Welche Möglichkeiten der Rechtsmittel oder Berufungen bestanden vor dem Volksgerichtshof?

Die Möglichkeiten, gegen die Urteile des Volksgerichtshofes Rechtsmittel einzulegen, waren außerordentlich beschränkt. Grundsätzlich sah die Verfahrensordnung keinen Appell oder eine Revision gegen das Urteil vor. Zwar war im Einzelfall die Gnadengewährung durch den Führer oder dessen Vertreter vorgesehen, tatsächlich aber wurde diese nur in äußerst seltenen Fällen gewährt. Das Reichsjustizministerium wirkte in der Praxis nicht als Aufsicht oder Korrektiv, sondern unterstützte und legitimierte die Entscheidungen des Volksgerichtshofs. Damit wurde eine gerichtliche Kontrolle vollkommen ausgeschlossen und die Rechtssicherheit massiv verletzt.

In welchem Umfang wurden die Angeklagten über ihre Rechte informiert und konnten diese wahrnehmen?

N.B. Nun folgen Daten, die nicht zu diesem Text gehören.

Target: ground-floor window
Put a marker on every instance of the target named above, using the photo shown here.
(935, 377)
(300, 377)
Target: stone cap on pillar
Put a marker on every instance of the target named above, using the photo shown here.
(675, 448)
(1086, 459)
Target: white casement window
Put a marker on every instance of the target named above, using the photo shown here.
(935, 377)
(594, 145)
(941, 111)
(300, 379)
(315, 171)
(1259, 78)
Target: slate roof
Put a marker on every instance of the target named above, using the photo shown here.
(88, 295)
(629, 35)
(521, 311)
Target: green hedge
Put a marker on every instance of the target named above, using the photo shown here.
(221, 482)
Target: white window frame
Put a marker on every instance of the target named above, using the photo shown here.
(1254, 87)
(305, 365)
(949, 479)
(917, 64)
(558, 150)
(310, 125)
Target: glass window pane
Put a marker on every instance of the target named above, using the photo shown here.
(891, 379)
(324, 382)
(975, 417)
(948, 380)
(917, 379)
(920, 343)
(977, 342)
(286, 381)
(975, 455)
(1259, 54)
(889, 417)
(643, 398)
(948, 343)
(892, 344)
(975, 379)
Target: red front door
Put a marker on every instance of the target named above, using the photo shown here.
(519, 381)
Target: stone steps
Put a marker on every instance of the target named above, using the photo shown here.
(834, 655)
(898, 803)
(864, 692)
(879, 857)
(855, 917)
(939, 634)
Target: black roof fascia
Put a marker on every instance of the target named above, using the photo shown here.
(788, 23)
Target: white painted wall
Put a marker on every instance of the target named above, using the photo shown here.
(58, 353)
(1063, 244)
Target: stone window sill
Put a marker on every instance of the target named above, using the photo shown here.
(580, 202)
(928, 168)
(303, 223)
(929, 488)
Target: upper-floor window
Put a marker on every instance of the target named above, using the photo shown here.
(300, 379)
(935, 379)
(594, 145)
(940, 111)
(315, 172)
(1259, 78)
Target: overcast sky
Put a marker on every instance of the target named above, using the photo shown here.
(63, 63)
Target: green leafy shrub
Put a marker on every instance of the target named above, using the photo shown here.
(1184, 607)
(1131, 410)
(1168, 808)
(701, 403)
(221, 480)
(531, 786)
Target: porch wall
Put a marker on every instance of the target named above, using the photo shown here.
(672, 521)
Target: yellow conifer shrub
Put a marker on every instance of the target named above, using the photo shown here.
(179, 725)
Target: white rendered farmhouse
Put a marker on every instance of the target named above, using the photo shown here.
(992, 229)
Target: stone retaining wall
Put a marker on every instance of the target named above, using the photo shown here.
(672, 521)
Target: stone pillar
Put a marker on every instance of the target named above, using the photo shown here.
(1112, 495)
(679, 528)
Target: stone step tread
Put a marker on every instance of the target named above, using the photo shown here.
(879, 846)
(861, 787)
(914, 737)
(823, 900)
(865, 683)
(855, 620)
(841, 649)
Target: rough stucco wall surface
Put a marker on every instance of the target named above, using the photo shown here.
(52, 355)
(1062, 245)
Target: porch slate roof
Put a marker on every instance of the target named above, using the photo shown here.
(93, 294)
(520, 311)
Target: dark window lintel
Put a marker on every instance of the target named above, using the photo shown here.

Die Angeklagten wurden in der Regel nur äußerst begrenzt oder gar nicht über ihre Rechte informiert. Bereits in der Untersuchungshaftphase war der Zugang zu Verteidigern äußerst beschränkt, zum Teil wurden in politischen Verfahren Pflichtverteidiger bestellt, die mit dem Regime kooperierten. Die Verteidigung wurde systematisch erschwert, wichtige Dokumente und Beweismittel wurden den Angeklagten und ihren Verteidigern häufig vorenthalten. Die Möglichkeiten zur Stellung von Beweisanträgen oder zur Ablehnung von Richtern wegen Befangenheit waren theoretisch vorhanden, wurden aber de facto ignoriert oder unmittelbar abgewiesen. Öffentlichkeitsrechtliche Prinzipien wie das von öffentlichen und transparenten Verfahren wurden umgangen, viele Teile der Prozesse fanden unter Ausschluss der Öffentlichkeit oder im Geheimverfahren statt.

Wie gestaltete sich die Beziehung zwischen dem Volksgerichtshof und den übrigen Justizinstitutionen des Deutschen Reiches?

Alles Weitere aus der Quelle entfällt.